Chapter no 10

The Final Gambit (The Inheritance Games, 3)

The Hawthorne version of Chutes and Ladders wasn’t a board game. Xander promised he would explain further once I got Eve to agree to play. Focused on that task, I made my way to the Versailles wing. At the top of the east staircase, I found Grayson standing statue-still outside the wing, dressed in a silver three-piece suit, his blond hair wet from the pool.

A poolside cocktail party. The memory hit me and wouldn’t let go. Grayson is expertly deflecting every financial inquiry that comes my way. I glance toward the pool. There’s a toddler balanced precariously on the edge. She leans forward, topples over, goes under, and doesn’t come up. Before I can move or even yell, Grayson is running.

In one liquid motion, he dives into the pool, fully clothed.

“Where’s Jameson?” Grayson’s question drew me back to the present.

“Probably somewhere he’s not supposed to be,” I answered honestly, “making very bad decisions and throwing caution to the wind.”

I didn’t ask Grayson what he was doing outside the Versailles wing.

“I see that Oren put a man on Eve.” Grayson almost managed to sound like he was commenting on the weather, but a comment never felt like just a comment coming from him.

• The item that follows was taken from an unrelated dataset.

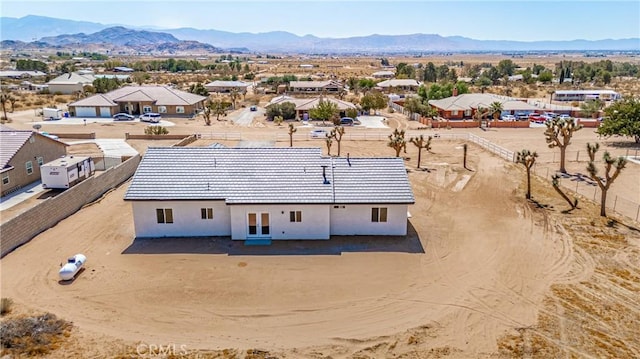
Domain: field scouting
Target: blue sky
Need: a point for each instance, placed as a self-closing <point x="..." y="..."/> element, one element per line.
<point x="531" y="20"/>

“It’s Oren’s job to make sure I stay safe.” I didn’t point out that under other circumstances, Grayson would have

considered that his job, too.

Est unus ex nobis. Nos defendat eius.

“Oren shouldn’t be worried about me.” Eve stepped into the hall. Her hair was dry and fell in gentle waves. “Your security team should be focusing everything on Toby.” Eve let her vibrant green eyes go from me to Grayson, and I wondered if she recognized the effect she had on him. “What do I have to do to convince you that I am not a threat?”

She was looking at Grayson, but I was the one who answered the question. “How about a game?”



“Hawthorne Chutes and Ladders,” Xander boomed, standing in front of a pile of pillows, rope ladders, grappling hooks, suction cups, and nylon rope. “The rules are fairly simple.” The list of complicated things that Xander Hawthorne considered to be “fairly simple” was lengthy. “Hawthorne House has three chutes—entrances to the passageways that involve, let’s say, a drop,” Xander continued.

I smiled. I’d already found all three.

“There are slides built into the walls of your mansion?” Max snorted. “Mother-foxing rich people.”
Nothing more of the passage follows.